The detection of OCB at the initial lumbar puncture was highly dependent on the underlying disease. Thus, the majority of patients with intrathecal immunoglobulin synthesis belonged to the MS/NTZ-subgroup. However, some patients of the other groups, especially HIV infected patients, exhibited positive OCB as well. This is consistent with the observation that HIV infection induces a humoral immune response in the CNS, as measured by an increased intrathecal IgG production, in both neurologically asymptomatic and symptomatic patients [29, 31].

Our study is limited by its retrospective approach and the heterogenous clinical data from different institutions.
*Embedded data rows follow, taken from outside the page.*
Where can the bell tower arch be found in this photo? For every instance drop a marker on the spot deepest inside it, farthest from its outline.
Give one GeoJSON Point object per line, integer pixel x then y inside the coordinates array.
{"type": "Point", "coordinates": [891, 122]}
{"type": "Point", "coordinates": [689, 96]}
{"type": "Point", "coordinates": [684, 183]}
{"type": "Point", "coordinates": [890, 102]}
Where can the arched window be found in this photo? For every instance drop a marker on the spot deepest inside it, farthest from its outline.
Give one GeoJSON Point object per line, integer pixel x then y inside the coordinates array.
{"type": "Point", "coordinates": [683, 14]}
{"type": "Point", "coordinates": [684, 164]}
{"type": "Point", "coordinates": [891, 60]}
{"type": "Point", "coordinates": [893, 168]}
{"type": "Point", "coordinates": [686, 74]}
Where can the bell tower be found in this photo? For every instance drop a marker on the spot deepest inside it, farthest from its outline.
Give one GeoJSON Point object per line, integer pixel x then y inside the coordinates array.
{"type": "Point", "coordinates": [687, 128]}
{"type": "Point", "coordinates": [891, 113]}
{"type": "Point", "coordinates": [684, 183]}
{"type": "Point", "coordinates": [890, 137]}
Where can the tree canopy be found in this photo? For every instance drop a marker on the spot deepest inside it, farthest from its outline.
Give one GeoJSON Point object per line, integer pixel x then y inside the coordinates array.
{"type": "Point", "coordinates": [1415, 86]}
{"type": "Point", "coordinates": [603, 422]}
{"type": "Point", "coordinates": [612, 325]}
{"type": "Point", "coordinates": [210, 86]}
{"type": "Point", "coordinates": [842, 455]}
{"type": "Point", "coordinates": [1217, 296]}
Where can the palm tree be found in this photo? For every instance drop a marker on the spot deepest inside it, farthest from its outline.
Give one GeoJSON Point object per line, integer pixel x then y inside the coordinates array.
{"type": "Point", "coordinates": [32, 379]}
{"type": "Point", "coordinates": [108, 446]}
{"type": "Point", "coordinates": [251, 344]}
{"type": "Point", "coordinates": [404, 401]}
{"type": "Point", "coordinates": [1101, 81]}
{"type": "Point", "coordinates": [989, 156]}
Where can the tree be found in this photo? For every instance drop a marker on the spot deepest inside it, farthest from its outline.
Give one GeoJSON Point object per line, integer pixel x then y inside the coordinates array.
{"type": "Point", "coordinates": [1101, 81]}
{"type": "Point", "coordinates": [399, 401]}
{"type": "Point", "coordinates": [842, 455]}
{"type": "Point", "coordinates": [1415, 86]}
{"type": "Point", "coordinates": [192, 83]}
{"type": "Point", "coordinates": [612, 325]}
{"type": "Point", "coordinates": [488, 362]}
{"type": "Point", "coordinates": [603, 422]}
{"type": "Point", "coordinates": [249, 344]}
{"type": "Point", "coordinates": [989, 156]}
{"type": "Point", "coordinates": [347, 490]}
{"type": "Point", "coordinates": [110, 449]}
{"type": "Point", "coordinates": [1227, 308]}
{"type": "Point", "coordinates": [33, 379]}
The cohort includes patients with different etiology of diseases and various administrated therapies. Individual subgroups were partly small and especially patients of the HIV subgroup exhibited a certain heterogeneity regarding duration of HIV infection or antiretroviral therapy. Due to the nature of this investigation, interpreting causal relations is difficult. However, to our knowledge this is the largest study on routine CSF parameters in PML patients with different underlying conditions.

Conclusion

CSF analysis is routinely performed for the differential diagnosis of PML. The detection of JCPyV DNA in the CSF is the decisive step in the diagnosis of this disease. So far it was assumed that CSF routine parameter are normal in PML, however, our data show that an elevated cell count does not rule out PML, especially in patients with underlying HIV infection. These patients may also exhibit a disturbed blood-CSF barrier. Additionally, immunoglobulin production and oligoclonal bands also depend on the underlying disease entity i.e. like a type 2/3 pattern in MS. Thus, CSF data in patients with suspected PML have to be carefully interpreted in the context of the underlying cause of the immunodeficiency, comorbidities and concomitant treatments.